About Me
Ankit Shah is an AI researcher and the LLM Architecture Associate Director at Accenture’s Center for Advanced AI, and holds a Ph.D. from the Language Technologies Institute at Carnegie Mellon University. His research focuses on computational audition, multimodal and audio-visual machine learning, weakly- and semi-supervised sound event detection, learning from imprecise labels, and large language model (LLM) systems and agents.
Research areas: computational audition · multimodal & audio-visual machine learning · weakly-/semi-supervised sound event detection · learning from imprecise/noisy labels · LLM systems, agents & generative AI · multimedia analysis.
You live only once, if you do it right once is enough. Be the change you want to see in the world.
Greetings!
Ankit is currently working at Accenture as part of Center for Advanced AI as LLM Architecture Associate Director.
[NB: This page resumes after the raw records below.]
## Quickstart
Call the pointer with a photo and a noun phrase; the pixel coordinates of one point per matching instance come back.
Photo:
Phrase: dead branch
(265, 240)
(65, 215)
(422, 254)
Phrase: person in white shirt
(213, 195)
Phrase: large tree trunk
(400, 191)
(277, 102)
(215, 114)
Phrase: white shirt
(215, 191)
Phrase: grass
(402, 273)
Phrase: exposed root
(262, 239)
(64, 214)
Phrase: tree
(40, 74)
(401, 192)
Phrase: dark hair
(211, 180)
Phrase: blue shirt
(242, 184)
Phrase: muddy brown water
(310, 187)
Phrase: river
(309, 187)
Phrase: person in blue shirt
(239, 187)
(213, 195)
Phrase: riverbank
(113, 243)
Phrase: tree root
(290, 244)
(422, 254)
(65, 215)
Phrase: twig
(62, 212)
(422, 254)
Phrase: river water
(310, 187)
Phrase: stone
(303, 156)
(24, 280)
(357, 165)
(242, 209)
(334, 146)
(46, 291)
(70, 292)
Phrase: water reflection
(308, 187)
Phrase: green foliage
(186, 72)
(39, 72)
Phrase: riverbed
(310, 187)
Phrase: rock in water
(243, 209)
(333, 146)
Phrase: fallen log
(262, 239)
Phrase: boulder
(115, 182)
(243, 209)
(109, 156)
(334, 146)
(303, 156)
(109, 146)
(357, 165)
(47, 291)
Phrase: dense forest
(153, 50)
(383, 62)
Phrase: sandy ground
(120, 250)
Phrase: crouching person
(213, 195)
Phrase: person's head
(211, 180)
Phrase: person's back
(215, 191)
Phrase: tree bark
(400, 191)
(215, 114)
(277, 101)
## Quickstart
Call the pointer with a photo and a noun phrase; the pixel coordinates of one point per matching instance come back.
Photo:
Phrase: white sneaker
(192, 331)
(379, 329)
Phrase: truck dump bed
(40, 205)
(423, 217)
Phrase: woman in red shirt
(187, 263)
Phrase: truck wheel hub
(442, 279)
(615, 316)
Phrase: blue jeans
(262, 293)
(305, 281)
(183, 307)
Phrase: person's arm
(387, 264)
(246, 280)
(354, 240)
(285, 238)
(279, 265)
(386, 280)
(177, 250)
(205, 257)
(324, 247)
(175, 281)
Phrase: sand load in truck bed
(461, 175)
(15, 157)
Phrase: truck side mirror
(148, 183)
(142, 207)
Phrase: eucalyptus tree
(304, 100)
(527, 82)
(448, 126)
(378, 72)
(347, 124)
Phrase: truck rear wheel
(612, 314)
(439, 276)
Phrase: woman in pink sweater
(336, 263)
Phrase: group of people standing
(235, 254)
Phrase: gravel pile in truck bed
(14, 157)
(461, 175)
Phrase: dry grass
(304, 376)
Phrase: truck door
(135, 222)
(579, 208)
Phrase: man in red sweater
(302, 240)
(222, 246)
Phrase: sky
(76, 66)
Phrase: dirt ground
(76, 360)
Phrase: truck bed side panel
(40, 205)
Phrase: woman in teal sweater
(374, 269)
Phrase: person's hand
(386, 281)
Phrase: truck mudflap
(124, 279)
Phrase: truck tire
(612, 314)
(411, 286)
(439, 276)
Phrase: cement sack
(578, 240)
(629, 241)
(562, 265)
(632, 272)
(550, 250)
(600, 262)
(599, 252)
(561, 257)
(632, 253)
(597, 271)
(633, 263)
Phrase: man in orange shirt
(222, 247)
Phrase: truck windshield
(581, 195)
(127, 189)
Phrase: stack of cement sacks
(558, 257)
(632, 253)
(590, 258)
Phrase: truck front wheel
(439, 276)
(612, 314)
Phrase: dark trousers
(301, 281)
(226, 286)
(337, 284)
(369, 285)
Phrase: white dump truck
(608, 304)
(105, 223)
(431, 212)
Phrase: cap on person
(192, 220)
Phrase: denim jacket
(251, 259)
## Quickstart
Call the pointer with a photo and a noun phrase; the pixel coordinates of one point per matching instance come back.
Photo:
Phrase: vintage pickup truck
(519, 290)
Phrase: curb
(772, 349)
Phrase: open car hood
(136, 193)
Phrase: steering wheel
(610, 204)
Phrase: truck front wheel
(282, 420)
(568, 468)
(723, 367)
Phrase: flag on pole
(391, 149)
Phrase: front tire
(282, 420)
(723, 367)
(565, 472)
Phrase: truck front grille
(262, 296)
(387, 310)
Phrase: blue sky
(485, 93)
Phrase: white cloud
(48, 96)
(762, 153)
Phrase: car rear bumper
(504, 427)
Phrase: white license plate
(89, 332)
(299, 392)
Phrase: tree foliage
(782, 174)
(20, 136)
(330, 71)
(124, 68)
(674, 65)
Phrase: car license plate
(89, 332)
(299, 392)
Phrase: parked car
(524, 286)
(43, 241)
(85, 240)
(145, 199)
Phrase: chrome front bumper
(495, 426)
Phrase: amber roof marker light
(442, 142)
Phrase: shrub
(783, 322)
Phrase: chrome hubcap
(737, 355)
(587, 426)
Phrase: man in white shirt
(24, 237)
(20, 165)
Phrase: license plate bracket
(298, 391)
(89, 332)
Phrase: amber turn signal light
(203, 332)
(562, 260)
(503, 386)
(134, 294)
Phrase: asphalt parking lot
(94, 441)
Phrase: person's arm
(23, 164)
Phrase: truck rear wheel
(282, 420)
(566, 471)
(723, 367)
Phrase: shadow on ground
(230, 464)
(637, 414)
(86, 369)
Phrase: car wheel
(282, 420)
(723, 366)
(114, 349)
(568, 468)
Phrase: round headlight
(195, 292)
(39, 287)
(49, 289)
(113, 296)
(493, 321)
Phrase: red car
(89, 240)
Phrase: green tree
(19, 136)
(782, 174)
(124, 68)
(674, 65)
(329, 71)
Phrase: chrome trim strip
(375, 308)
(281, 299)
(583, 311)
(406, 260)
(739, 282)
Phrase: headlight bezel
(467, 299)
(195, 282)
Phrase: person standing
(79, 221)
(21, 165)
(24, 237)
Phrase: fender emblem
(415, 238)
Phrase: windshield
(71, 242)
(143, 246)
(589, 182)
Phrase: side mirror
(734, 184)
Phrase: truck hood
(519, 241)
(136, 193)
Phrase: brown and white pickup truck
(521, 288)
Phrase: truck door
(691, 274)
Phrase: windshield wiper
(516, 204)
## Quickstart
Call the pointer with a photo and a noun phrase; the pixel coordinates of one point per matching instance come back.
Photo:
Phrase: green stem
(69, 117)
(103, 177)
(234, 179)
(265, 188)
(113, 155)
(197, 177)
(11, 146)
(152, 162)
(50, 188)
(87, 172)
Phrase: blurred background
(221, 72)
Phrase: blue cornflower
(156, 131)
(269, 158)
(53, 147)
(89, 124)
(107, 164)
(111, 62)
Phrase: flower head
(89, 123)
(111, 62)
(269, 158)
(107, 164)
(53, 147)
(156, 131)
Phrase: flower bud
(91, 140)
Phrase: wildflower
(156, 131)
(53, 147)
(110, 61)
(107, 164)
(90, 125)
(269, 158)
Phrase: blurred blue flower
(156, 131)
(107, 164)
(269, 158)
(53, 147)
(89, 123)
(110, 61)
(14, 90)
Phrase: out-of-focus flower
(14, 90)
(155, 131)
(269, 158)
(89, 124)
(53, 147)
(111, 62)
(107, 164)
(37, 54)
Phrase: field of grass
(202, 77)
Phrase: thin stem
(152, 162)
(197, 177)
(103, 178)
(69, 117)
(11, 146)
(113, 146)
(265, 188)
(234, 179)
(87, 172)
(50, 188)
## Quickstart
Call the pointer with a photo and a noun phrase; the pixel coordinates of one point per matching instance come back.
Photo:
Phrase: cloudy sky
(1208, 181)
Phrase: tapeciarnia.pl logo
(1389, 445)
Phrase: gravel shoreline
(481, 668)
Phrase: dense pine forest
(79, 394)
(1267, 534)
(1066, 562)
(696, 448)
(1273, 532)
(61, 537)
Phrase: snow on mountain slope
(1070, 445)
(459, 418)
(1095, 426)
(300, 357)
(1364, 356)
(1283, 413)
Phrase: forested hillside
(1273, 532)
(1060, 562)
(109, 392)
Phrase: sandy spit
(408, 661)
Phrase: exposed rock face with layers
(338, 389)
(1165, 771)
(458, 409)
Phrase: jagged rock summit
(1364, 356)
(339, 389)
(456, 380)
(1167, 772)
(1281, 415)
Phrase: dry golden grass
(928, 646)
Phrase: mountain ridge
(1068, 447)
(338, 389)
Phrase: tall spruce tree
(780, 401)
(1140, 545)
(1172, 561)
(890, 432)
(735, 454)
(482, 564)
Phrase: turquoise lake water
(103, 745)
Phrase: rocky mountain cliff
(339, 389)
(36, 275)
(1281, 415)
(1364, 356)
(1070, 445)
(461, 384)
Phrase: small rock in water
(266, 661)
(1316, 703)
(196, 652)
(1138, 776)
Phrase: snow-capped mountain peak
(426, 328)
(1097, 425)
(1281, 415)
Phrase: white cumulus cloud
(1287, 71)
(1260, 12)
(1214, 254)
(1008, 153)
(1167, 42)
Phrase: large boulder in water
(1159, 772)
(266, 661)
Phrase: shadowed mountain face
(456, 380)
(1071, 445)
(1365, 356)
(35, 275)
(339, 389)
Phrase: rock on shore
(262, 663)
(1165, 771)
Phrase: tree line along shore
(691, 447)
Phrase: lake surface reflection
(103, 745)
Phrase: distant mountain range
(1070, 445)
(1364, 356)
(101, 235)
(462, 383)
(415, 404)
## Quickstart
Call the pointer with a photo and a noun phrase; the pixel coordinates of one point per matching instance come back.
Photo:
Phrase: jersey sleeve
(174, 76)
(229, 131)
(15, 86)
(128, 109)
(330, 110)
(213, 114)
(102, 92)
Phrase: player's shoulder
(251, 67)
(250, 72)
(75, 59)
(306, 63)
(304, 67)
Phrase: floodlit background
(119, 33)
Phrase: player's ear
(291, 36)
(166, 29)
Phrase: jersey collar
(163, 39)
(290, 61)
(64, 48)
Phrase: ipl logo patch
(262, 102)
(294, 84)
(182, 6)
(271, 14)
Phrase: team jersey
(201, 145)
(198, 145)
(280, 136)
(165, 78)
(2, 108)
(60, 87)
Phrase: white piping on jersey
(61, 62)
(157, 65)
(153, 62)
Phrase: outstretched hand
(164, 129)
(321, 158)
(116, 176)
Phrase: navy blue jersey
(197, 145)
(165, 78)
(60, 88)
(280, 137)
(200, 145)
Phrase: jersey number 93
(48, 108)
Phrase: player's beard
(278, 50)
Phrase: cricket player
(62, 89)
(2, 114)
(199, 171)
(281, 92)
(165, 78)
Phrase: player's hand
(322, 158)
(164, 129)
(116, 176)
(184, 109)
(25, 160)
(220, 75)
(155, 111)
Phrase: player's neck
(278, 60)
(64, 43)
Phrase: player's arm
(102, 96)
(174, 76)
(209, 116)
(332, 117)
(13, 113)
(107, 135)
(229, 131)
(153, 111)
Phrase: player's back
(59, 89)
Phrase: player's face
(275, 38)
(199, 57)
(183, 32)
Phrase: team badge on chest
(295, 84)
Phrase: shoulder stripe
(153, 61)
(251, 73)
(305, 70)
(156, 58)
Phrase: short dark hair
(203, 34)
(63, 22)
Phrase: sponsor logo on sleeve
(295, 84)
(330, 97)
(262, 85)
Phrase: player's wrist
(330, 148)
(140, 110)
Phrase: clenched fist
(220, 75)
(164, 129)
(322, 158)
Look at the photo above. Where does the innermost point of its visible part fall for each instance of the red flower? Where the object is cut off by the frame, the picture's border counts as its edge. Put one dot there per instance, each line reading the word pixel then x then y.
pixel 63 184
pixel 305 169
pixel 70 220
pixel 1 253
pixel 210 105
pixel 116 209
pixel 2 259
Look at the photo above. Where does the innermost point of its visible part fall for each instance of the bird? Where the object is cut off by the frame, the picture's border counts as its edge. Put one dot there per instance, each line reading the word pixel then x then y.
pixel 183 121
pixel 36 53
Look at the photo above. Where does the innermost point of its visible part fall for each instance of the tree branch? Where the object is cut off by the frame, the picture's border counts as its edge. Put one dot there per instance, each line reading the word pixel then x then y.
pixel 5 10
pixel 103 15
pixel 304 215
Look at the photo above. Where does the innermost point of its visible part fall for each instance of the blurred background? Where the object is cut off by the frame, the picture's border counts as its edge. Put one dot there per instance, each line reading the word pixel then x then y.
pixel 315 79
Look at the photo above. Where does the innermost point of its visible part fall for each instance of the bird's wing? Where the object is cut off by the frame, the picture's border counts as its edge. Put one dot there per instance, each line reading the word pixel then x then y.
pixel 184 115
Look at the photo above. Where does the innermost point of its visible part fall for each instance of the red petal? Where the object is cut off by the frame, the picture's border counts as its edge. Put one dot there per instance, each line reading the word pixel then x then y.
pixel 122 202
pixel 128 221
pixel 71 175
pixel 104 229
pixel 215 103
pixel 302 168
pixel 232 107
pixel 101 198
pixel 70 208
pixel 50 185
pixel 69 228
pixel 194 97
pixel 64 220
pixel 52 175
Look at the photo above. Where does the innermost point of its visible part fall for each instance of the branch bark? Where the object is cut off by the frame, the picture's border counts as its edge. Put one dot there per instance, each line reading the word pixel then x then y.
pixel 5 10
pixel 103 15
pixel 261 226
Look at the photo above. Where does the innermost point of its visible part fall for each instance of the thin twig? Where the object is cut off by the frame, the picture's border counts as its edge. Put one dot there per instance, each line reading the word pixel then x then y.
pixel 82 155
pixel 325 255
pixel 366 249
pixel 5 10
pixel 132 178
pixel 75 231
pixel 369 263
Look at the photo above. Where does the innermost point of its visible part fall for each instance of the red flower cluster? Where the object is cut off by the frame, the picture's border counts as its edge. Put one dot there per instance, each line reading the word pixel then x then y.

There, he led the development of Fortune Analytics — a generative-AI business-intelligence platform built with Fortune Media that answers natural-language questions across decades of Fortune 500 data — which won the iF Design Award 2025 (User Interface) and led to European patent EP4660825A1. In November 2025 he presented Accenture’s reasoning-model work on Microsoft Foundry at Microsoft Ignite 2025. He obtained his Ph.D from Language Technologies Institute at Carnegie Mellon University in School of Computer Science. His doctoral thesis, “Computational Audition with Imprecise Labels”, is available on KiltHub and his defense presentation is on YouTube. He was advised by Prof. Bhiksha Raj and Prof. Rita Singh as part of the CMU Machine Learning for Signal Processing MLSP Group. In April 2023, Ankit’s team won the top prize at the NYC AI GPT Hackathon for their project “FactGPT,” an automated fact-checker for language models. Prior to his PhD, Ankit worked as a Deep Learning Scientist at ReviveMed. ReviveMed performs AI-driven Drug Discovery to find novel therapeutics for metabolic diseases. We leverage tens of thousands of metabolomic datapoints to discover novel biology and impactful therapeutics.
Ankit is fascinated by the applications of Multimedia Analysis and its growing importance in today’s world where more than 90 percent of data consumed is Multimedia. To learn more about the field, he graduated with a Masters in Language Technologies at School of Computer Science in Carnegie Mellon University. During the masters program, Ankit was advised by Prof. Alexander Hauptmann in the Language Technologies Institute. His research interests lie in the areas of machine learning and signal processing with a focus on audio and multimedia analysis. His work on deciphering guntype information using acoustic analysis of gunshot recordings and on Deep Intermodal Video analytics to recognize activities in large scale surveilliance videos was well appreciated.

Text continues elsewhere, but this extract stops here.